Son treillis est sale, plein de boue séchée. Malgré la pluie, le sang et la terre restent incrustés. Fred donne des coups de pied aux vagues. Cette plage sera sa dernière mission, il se le jure, se le promet. Déjà à Kaboul, il se l’était promis. Pourquoi continue-t-il à compter les morts ?
Adèle avait été séduite non pas par Fred mais par la possibilité de voir ailleurs.
Fred pense à Adèle, à son enthousiasme entêtant, à ses mots percutants, déstabilisants. Un matin, dans des draps encore chauds, elle lui avait dit dans un demi-sommeil, une semi-rêverie : Je viens avec toi, n’importe où je viens avec toi.
Fred avait souri, d’un sourire triste. Ce n’est pas ce que tu crois, avait-il tenté. Elle lui avait tapé sur le bras et lui avait dit : Tu sais la vie est courte. A qui le dis-tu, avait pensé Fred. Il lui avait caressé la joue, glissé les doigts dans ses cheveux. Il aurait aimé rester dans ce moment-là éternellement.
Le mauvais temps s’est dissipé. Fred revient sur ses pas, il suit les traces qu’il a laissées. Derrière la dune, des corps alignés, certains couchés recouverts d’un linceul, d’autres debout au garde à vous. Fred s’approche, les rangées sont trop nombreuses. Encore une fois beaucoup trop nombreuses. Des corps sont transportés, ajoutés en bout de ligne. Fred s’avance. Des treillis, des casques, des civils aussi et là, dans une robe blanche avec des petites cerises, un brancard se pose sur le sol. Fred ne veut pas y croire, il veut détourner la tête, ne pas faire face à cette triste vérité.
Parmi ceux encore debout, aucun échange de regard, aucune tape sur l’épaule pour dire que tout ira bien. Parce que ceux qui restent savent que ça ne sert plus à rien.

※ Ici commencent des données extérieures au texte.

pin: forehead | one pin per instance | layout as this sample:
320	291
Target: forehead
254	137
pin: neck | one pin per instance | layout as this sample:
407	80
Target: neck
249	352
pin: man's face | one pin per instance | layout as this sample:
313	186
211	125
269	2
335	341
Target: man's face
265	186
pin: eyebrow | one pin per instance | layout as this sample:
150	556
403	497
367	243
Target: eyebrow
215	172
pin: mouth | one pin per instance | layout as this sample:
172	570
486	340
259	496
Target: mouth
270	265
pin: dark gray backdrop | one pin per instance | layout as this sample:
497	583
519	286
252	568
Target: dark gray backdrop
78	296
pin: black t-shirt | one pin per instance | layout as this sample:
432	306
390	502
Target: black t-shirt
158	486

Les jambes de Fred tremblent quand il s’approche plus près. Ça ne peut pas être elle, ça ne peut pas être Adèle. Son joli minois est recouvert. Il a eu le temps de la reconnaître.
Des hélicoptères et des avions se posent. Le vacarme maintient en éveil. Il faut évacuer les morts comme les vivants.

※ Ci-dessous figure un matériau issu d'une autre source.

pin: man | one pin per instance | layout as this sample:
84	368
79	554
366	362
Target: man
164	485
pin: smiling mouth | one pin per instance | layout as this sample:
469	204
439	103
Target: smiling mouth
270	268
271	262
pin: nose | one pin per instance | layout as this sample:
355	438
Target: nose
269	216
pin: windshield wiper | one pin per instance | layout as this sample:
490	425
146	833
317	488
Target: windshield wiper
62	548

Fred veut lui donner la main une dernière fois. Sa main est froide. Il l’avait pourtant prévenue. Mais Adèle, dans sa dualité, lui avait répondu : j’ai besoin de me sentir en vie. Il faut que je parte d’ici. Mais là-bas, c’est pire, lui avait-il dit. Va en Normandie plutôt. Adèle n’en faisait qu’à sa tête. C’est ce qui lui plaisait aussi chez elle.
Suzanne se mouche le plus discrètement possible. Firmine tourne la tête pour écraser une larme. Leïla se moque d’elles.

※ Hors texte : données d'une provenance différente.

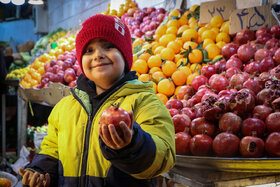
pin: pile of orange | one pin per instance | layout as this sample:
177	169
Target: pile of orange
129	5
182	46
33	77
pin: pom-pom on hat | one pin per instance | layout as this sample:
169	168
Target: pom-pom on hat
106	27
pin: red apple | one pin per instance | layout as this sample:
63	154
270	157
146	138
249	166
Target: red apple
52	63
67	64
46	66
73	83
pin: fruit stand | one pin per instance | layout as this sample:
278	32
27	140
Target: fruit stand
219	80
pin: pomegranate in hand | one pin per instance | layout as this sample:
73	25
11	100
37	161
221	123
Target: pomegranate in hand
114	115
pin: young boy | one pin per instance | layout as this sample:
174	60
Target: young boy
79	152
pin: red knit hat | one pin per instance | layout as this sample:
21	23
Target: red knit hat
106	27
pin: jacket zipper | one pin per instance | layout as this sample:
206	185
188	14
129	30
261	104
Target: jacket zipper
85	154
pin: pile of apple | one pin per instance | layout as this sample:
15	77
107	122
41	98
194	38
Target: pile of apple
143	21
64	70
233	108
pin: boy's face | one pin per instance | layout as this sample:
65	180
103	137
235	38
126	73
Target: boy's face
103	63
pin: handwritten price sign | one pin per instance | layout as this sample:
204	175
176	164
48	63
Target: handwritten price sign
252	18
221	8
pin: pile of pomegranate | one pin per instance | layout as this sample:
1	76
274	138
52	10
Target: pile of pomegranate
233	108
144	22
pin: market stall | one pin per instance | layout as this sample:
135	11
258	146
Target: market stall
215	67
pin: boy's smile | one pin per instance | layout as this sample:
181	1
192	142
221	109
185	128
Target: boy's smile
103	63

– Allez les filles, c’est qu’un film.
– Ouais mais quand même, c’est abusé, pourquoi ils ont fait mourir Adèle ? C’est nul les histoires d’amour qui finissent mal.
– Et puis, Fred, le pauvre quand même. Il galère du début à la fin, on croit qu’il va s’en sortir, qu’enfin il connaîtra le bonheur. En plus, il est trop beau…
– Tenez, je vous passe les bonbons, ça va vous changer les idées.
– Il n’y a plus de pop-corn ?
– Si, si, tiens.
– Du coup, on se regarde un autre truc ?
– Comme quoi ?
– Ben chais pas mais on était censées faire une pyjama party sympa, à regarder des films, manger des chips, des bonbecs, picoler un peu aussi ! D’ailleurs, elle est où la vodka ?
– Tiens, là. Tu veux du jus de pomme avec ?
– Doucement les filles, y a mes parents en bas, faut pas qu’ils nous grillent.
– T’inquiète, je tiens vachement bien l’alcool.
– N’importe quoi ! A la soirée de Flo, t’as passé la moitié de la nuit aux chiottes à dégueuler.
– Ta gueule, passe la bouteille.
– Bon, on regarde quoi ?
– Pas un film de Noël s’il vous plaît, ça me donne la gerbe.
– C’est pas plutôt le mélange de gin qui te fait gerber ?
– Franchement, t’es lourde !
– Ouais mais c’est drôle.
– Ouais, ok. Bon, alors, on se mate quoi ?
– Sex education, vous avez vu ?
– Ben oui, obligées.
– Mais y a la nouvelle saison qui est sortie je crois.
– Vas-y, regarde voir.
– J’espère qu’on va apprendre des trucs parce que c’est pas en SVT qu’on est « éduquées ».
– Pff…t’es marrante toi. Tes parents, ils vont pas te tuer si tu couches avant le mariage ?
– Je fais ce que je veux à mon âge.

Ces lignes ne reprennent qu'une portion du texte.